Previous killers, mostly American-born, white Christians, inspired nothing more than (ineffective) calls for gun control from the political Left and “thoughts and prayers” from the political Right. The crimes of the Farooks, a Muslim couple possibly inspired by jihadist groups like ISIS, led to a rare prime-time, Presidential address from the Oval Office, where President Barack Obama called the shooting an act of terrorism.
President Obama’s reaction to the San Bernardino shooting was characteristically mild, especially in comparison to those of other American politicians or the American media. They encouraged and exploited the American people’s fear and anxiety about terror attacks against the Homeland, which after San Bernardino were at the highest level since 911.
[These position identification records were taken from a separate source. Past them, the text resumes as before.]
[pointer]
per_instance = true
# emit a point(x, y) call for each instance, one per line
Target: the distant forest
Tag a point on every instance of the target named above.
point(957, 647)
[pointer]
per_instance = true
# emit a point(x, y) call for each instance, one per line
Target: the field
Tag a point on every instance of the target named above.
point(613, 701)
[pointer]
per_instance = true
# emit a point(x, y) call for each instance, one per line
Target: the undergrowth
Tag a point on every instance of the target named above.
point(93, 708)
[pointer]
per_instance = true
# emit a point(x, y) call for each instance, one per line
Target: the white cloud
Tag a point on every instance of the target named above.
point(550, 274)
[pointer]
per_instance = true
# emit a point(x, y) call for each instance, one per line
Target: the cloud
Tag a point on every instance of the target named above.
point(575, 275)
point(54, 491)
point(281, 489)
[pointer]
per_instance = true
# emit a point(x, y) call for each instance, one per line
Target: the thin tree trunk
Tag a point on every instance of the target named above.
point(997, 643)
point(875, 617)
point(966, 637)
Democratic front-runner Hillary Clinton delivered a speech in which she outlined her approach to fighting terrorism. She also criticized Republican politicians who even before San Bernardino were doing their best to make political hay out of the American people’s fear of foreign terrorism. Clinton was particularly critical of GOP front-runner Donald Trump, who caused a sensation when he suggested that Muslims be barred from entering the USA.
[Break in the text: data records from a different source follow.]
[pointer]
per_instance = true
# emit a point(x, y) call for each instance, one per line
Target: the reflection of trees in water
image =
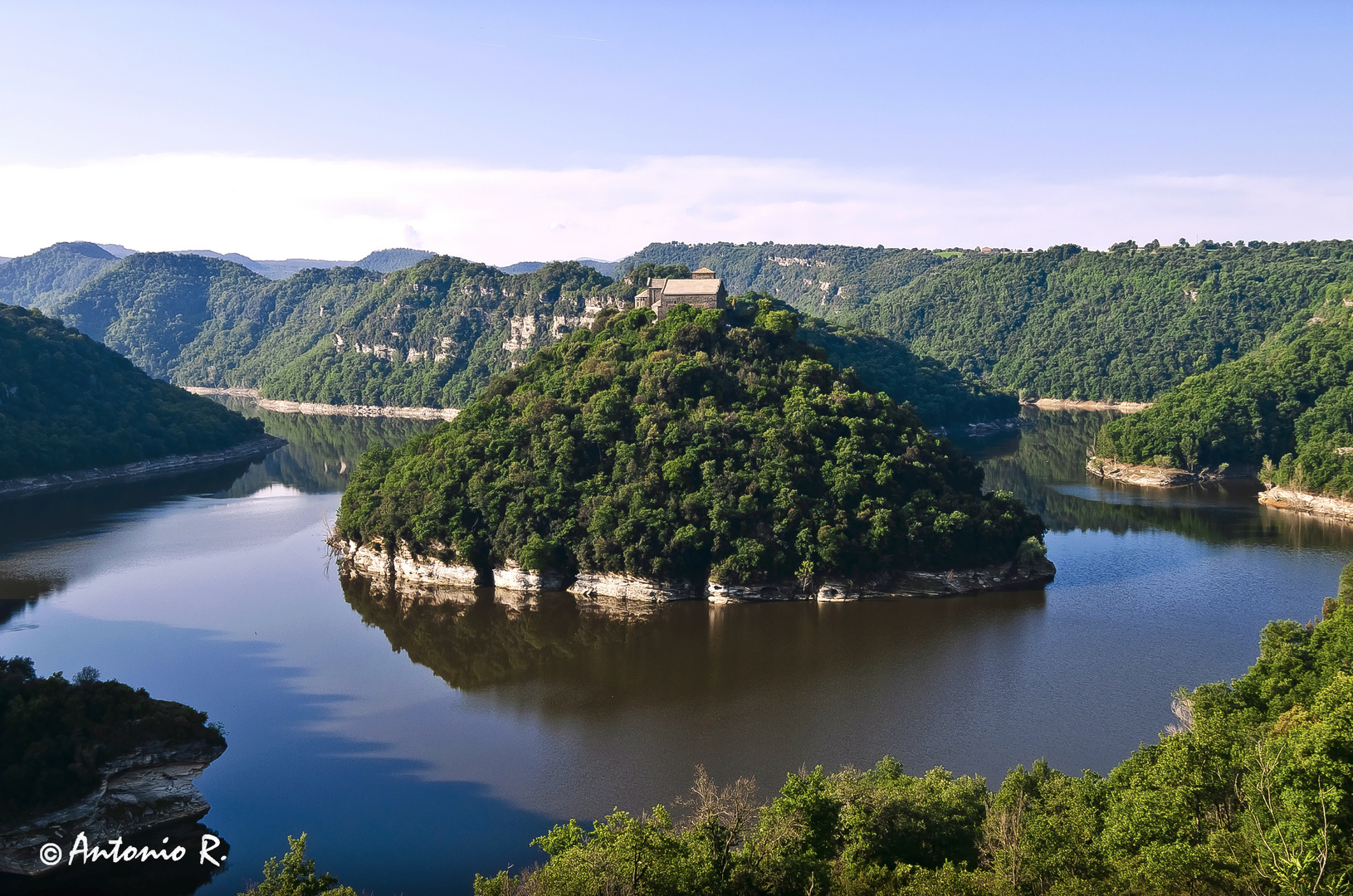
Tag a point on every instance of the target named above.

I usually avoid Republican presidential debates - I have to watch my blood pressure - but the fifth GOP debate of 2015 (held Dec. 15, after the terrorist attacks in Paris and San Bernardino) were “must see television.”
In addition to Trump, the debate featured former Governor Jeb Bush; retired neurosurgeon Dr. Ben Carson; Governor Chris Christie; former Hewlett-Packard CEO Carly Fiorina; Governor John Kasich; Senator Rand Paul; Senator Marco Rubio; and Senator Ted Cruz Though Trump was at his bombastic worst, each of the candidates tried his or her best to be the toughest one on terror; certainly tougher than Obama or Clinton.
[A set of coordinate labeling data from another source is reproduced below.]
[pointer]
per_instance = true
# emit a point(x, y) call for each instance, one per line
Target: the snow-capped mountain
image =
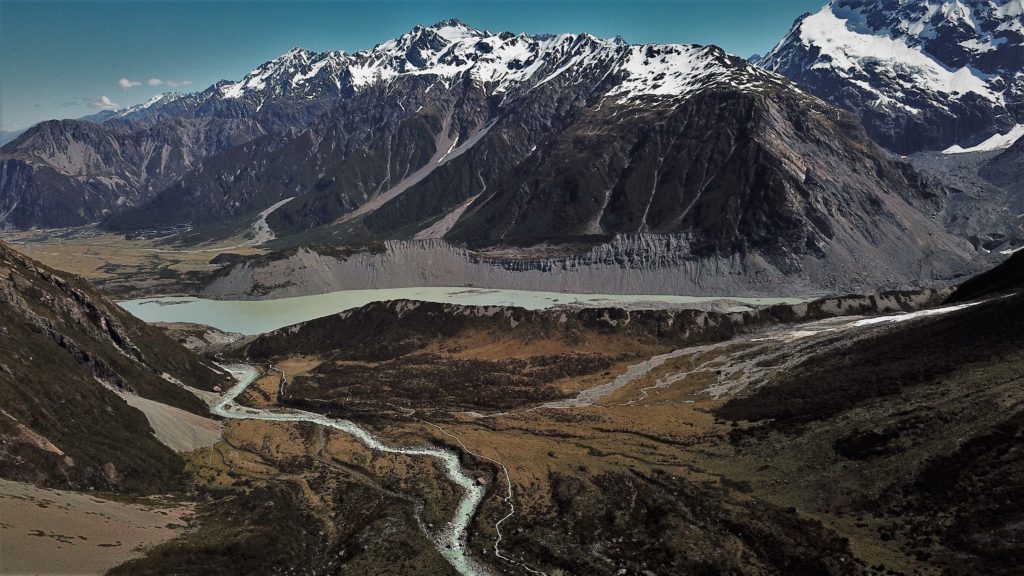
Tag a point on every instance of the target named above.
point(489, 139)
point(922, 74)
point(500, 64)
Trump wanted to kill the families of terrorists and close parts of the Internet in Iraq and Syria. Cruz promised to “carpet bomb” the Islamic State’s capital of Raqqa. Christie offered to create a “no-fly zone” over parts of Syria and bomb Russian planes who flew over it. (Though Russia is also fighting ISIS, anti-Russian sentiment is always popular with right wing jingoes - Kasich also suggested that it is time we “punched the Russians in the nose.”)
Only Rand Paul seems to exhibit any sense or sanity, criticizing his opponents’ eagerness to lead their nation to World War III. All the candidates criticized “political correctness” as well as the Democrats’ interest in other issues such as climate change.
To the GOP wannabes, fighting ISIS is the only fight that matters and they hope to carry that fight right into the White House. As New York Times Magazine contributor Ana Marie Cox tweeted, “This wasn’t a ‘foreign policy’ debate, or even a ‘national security’ debate. It was [a] contest about who could tell the scariest story.”
If the Republican candidates for president wanted to scare the American people, they certainly succeeded. But their scare tactics did not make us more fearful of ISIS or al-Qaeda. They scared us with the thought of what they might do if, God forbid, one of them becomes President of the United States. Terrorism is a serious matter, but it deserves a better response than that given by the GOP candidates.